All information on a trading chart is produced by price action and volume, and it is possible to just use price action on its own but you will also need to pay close attention to additional factors like support and resistance levels, trends and trendlines rather than just the candlesticks or price lines themselves. 

When several factors all say the same thing on a trading chart then you can say that you have “Confluence” for your trade. 

Your trades must have each of the three aspects: Context, Content and Confluence to be effective within a profitable trading strategy. 

What we are talking about here is doing the Duck Test on your trades. 

The duck test taps into the potential of the human brain to use intuition to deduce a likely outcome.

It has been use to identify possible criminals in the US, and by the UK HMRC as a test for how they may identify a Company for tax purposes. 

The Duck Test goes like this:

If it looks like a duck, swims like a duck and quacks like a duck then it is probably a duck! 

Does the trade setup have context, content and confluence – this is the same principle!

Let’s look at Context in terms of trading first then:

Context is something that gives you a guide as to where price is currently in relation to where it has been in the past and the type of trading conditions that the market is in. 

In terms of market conditions, I am talking about, is the market trending upwards, downward, or is it in a range? If it is in a range, then how wide is the range? If it is trending then what stage of the trend is it in? Is it in breakout phase? Is it in the trend channel phase? 

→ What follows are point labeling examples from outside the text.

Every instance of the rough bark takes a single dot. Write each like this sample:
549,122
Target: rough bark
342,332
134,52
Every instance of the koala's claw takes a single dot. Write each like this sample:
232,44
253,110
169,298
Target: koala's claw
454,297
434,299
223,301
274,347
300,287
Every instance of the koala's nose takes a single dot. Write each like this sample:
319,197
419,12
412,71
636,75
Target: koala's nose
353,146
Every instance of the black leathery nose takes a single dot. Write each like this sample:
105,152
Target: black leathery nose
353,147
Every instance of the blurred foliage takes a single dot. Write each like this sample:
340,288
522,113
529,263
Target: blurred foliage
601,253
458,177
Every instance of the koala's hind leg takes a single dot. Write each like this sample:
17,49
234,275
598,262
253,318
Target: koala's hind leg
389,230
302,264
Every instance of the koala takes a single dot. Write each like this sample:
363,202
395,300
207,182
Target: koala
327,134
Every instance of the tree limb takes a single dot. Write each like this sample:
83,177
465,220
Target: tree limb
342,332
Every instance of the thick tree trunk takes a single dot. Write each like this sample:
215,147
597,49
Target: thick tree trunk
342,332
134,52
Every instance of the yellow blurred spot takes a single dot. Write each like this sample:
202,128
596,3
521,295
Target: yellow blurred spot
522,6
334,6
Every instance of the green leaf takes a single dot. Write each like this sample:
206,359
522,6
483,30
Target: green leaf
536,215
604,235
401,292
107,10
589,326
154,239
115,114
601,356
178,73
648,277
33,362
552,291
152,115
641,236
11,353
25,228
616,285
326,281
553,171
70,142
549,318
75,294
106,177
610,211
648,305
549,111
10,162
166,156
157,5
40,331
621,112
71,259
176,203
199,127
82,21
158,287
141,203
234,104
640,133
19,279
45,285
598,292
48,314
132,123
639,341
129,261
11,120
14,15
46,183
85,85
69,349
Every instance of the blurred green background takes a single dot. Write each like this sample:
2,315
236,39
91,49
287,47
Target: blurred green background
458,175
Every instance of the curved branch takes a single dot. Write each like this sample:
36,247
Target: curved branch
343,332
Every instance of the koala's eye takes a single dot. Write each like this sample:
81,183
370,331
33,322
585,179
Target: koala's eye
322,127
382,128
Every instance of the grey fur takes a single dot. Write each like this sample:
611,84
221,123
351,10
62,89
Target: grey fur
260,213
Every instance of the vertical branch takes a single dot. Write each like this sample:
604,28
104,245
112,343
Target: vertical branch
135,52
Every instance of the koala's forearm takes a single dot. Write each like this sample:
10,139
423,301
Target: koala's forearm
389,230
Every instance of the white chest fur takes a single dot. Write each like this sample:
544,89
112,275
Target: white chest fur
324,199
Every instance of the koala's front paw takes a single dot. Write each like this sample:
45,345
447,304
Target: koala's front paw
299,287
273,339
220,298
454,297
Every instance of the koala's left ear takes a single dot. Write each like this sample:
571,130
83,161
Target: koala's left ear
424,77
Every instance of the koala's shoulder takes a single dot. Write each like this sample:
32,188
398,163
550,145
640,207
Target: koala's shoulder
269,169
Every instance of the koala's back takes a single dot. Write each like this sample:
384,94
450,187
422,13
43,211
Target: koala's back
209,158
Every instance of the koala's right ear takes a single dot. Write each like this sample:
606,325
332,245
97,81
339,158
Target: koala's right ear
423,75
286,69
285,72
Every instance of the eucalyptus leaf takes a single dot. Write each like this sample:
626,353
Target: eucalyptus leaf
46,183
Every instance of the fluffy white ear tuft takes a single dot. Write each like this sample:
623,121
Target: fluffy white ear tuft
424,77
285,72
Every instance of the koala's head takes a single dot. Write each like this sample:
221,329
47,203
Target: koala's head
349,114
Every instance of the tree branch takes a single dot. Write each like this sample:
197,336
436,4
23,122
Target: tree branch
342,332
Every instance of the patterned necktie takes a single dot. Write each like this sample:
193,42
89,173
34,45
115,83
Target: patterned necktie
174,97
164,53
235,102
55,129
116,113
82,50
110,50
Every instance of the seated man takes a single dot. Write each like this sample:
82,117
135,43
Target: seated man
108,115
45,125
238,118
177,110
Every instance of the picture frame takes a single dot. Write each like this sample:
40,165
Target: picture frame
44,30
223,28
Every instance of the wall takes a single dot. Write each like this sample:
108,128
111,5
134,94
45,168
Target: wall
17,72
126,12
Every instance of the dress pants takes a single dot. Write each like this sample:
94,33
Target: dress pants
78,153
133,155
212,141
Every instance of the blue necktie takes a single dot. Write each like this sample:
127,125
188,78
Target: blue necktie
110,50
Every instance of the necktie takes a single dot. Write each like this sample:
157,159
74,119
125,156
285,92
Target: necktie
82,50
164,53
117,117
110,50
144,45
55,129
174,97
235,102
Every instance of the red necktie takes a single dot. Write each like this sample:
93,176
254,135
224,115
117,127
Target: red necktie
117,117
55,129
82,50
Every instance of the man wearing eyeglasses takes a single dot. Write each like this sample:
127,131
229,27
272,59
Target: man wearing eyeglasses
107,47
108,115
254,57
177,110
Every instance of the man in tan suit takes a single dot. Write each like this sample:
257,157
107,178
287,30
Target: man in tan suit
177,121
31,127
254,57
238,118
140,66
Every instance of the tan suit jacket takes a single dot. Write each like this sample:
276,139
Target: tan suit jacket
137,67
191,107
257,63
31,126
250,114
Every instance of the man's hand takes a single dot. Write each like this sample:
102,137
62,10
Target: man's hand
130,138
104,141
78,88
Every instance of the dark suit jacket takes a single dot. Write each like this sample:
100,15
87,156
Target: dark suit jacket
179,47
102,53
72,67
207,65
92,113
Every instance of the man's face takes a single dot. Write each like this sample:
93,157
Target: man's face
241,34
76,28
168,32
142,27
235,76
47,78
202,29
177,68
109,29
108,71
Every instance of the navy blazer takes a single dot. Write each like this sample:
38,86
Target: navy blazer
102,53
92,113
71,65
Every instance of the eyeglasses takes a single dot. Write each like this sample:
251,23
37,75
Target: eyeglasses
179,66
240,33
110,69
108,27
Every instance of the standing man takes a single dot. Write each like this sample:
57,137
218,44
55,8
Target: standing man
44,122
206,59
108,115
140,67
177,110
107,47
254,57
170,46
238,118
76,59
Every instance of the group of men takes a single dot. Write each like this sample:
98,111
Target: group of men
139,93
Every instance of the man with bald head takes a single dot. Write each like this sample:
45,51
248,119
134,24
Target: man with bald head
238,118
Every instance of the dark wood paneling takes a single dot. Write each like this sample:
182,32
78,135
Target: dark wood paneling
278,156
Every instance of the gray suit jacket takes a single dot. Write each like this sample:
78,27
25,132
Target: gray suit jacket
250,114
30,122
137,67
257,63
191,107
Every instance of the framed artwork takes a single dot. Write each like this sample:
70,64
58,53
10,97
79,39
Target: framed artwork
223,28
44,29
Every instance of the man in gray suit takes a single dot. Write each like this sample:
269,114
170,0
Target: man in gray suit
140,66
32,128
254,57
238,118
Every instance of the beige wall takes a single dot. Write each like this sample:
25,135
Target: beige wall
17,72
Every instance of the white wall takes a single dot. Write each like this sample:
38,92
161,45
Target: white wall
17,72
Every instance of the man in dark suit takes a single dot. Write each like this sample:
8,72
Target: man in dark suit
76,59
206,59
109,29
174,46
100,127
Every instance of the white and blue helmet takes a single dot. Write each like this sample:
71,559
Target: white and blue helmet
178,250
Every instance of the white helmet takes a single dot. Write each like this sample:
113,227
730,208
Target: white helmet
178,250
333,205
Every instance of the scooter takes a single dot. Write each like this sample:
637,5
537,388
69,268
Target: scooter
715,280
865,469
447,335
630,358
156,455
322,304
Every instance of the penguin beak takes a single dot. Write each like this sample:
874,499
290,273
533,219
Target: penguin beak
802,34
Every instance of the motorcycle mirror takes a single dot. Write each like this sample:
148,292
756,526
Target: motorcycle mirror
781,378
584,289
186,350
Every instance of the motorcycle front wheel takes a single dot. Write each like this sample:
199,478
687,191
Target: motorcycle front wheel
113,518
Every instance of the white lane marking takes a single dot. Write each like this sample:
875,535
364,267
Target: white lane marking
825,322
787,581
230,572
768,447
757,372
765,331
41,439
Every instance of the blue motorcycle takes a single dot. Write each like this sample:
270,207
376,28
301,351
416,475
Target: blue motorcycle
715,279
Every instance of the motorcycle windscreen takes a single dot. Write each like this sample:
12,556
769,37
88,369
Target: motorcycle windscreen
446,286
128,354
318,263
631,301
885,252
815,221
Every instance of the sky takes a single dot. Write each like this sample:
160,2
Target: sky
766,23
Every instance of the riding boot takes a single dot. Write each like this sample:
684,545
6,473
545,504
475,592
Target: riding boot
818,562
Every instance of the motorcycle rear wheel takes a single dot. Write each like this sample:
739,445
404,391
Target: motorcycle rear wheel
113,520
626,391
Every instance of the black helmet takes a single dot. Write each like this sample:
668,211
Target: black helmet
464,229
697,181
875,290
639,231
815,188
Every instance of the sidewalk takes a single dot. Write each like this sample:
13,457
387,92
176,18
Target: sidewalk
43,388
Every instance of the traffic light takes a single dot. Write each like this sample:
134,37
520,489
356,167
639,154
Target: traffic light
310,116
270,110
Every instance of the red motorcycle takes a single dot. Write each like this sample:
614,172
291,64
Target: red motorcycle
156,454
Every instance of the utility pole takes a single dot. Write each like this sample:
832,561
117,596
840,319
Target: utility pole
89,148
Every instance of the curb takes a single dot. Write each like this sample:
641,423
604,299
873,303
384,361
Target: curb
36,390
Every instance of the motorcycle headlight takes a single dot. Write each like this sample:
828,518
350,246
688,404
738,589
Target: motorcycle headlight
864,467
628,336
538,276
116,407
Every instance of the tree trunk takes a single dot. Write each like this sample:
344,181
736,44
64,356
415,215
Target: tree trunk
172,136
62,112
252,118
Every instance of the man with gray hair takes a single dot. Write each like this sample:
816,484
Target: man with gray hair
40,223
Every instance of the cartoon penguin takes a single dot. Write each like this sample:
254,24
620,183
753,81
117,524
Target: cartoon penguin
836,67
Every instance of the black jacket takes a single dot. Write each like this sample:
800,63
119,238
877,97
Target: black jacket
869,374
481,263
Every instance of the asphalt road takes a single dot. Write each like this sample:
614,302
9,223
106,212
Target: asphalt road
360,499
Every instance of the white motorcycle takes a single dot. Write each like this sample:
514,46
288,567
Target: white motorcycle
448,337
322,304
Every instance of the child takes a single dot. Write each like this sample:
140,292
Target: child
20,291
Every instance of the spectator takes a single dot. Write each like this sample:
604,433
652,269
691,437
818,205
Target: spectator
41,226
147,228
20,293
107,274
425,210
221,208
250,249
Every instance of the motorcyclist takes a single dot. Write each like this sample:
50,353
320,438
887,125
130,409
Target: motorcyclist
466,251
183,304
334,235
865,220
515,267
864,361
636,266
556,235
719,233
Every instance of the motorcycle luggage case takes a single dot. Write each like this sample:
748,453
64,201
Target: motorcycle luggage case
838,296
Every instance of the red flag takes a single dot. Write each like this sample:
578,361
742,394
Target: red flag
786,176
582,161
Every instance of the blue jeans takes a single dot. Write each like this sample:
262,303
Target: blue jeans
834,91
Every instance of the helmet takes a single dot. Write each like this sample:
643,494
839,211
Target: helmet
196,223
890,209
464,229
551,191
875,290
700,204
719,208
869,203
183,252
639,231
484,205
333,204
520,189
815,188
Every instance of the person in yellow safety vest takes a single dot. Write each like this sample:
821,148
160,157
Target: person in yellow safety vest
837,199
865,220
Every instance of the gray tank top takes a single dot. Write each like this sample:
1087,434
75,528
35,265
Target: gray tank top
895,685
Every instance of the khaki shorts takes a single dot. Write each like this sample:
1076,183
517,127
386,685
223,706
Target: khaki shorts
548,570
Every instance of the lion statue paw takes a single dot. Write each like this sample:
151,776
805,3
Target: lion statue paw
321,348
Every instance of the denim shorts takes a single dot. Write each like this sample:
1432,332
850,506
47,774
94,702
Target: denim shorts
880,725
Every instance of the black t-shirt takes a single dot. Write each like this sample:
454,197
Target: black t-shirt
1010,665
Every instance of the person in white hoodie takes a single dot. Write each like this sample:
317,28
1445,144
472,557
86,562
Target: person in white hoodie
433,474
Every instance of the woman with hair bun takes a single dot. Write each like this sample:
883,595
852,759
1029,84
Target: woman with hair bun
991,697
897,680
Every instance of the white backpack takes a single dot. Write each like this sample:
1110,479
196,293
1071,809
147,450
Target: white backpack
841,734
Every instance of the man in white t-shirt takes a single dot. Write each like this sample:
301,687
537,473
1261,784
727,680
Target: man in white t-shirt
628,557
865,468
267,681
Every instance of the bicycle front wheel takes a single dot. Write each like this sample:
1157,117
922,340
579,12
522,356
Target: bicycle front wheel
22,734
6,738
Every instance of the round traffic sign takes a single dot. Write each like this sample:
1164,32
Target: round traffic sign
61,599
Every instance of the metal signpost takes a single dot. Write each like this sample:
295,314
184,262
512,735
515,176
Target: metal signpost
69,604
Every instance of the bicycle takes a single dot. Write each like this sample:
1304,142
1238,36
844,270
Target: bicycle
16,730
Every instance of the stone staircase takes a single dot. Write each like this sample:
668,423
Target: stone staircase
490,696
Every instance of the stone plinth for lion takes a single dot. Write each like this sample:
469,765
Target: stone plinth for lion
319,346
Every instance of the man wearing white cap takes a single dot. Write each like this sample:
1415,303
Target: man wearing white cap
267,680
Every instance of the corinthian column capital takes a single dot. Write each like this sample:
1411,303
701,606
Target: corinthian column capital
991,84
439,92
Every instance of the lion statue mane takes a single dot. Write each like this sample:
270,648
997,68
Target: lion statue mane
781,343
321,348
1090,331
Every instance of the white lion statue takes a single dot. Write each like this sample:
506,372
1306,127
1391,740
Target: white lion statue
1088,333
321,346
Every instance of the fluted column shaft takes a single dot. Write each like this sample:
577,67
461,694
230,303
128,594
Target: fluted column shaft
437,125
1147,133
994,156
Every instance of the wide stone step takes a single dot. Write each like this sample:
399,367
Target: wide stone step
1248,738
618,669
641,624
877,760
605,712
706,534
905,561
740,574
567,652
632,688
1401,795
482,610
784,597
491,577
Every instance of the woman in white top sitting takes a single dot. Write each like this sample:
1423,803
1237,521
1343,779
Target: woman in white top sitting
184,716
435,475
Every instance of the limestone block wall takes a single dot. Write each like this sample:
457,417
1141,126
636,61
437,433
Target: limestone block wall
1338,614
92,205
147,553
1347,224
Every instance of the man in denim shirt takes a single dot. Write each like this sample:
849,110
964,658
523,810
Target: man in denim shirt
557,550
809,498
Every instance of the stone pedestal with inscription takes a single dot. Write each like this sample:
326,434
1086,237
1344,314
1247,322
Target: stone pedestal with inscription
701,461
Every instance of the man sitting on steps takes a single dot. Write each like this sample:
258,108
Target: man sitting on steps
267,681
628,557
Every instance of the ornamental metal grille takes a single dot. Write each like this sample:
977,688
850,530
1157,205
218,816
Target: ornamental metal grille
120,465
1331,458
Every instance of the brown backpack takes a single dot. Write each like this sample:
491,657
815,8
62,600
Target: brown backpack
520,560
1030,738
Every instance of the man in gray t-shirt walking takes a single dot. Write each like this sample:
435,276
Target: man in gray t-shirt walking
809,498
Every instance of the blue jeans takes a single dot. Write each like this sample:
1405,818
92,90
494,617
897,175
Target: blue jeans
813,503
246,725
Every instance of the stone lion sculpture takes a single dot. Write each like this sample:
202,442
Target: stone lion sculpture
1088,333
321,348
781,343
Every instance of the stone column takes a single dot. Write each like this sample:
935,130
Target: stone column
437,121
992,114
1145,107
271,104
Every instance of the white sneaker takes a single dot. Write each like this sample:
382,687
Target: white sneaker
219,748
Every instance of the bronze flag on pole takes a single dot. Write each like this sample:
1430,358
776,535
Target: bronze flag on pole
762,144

I’m going to go into more detail  on these type of things later but this is important to be aware of because it will allow you to put the current price level in context with previous prices and help you judge the probability around the likely direction that it will take in the future. 

Is price around and about its mean value? Is it overbought or oversold in relation to where it has been and what is has been doing in the past? Again this helps to provide a judgement on probability around where it will go next – up, down or stay at a similar level. More on this later. 

Are there any previous highs or lows at the same level that price is currently at? In certain circumstances this may lead to the market reversing, in other cases it will merely pause here before carrying on its journey. 


Content is gained from the content of the price bars or candlesticks and the combination of content in interpreting several price bars together. 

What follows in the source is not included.